Death and remembrance in a small Bulgarian village
As complete strangers participating in some small scale agro-tourism at a beautiful little self sufficient setup in a rural and ex agricultural village in East Bulgaria, the first thing we saw everywhere were photocopied photos of people sternly staring out from their position on each wooden door.
Throughout the village posters. akin to Wanted posters, were pinned to each farmhouse gate’s wooden door, with their name, and what looked like a description and a date – although we couldn’t be sure because it was in the Cyrillic alphabet. At first we thought perhaps we’d landed ourselves in an avid crime-fighting village, or a village full of criminals….
After asking our British hosts what these strange sights actually are, they confirmed they are announcements of death, and they are kept up almost indefinitely on the doors of the closes relatives. As well as this sort of spooky set of hard copies that would mean you were likely to see your dead relative’s stern face stating out at you wherever you walked in the village; every month the dead’s family go around neighbours distributing food in remembrance. Asked how long they were expected to keep this up for our hosts also answered, indefinitely!
Walking through this small town then it was easy to see that death had visited this place regularly over the last decade. A little bit of observation will also tell you half the houses that used to be habited are busy dilapidating without occupation as the young leave for better opportunities in the big towns in Bulgaria, or, outside the country leaving their parents and older family members to fend off absolute poverty by tending their vegetable gardens, chickens and goats in their enclosures of house, barns and market garden.

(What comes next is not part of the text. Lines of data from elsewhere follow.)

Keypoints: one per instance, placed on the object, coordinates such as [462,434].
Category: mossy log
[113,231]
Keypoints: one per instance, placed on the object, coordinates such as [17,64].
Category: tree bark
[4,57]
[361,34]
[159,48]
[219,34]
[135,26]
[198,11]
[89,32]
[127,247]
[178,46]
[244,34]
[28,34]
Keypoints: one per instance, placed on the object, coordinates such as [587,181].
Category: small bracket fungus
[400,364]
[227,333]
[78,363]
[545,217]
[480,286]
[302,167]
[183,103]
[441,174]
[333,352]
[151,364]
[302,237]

Women of 80 with bent backs and shuffling feet feeding themselves from their own produce, persevering from necessity in the freezing cold winters of Bulgaria; and even producing enough to be able to jar pickled vegetables for their children to sell for a little money in town.
Whether older Bulgarian generations are contented with this hand they’ve been dealt post-communism is hard to tell, their rather enquiring weathered faces do not give away anything except how hard they must work to provide for themselves, and unfortunately I had zero Bulgarian and most had zero English.
In the meantime, as the exodus continues, rituals of remembrance perhaps bring back memories of more prosperous times.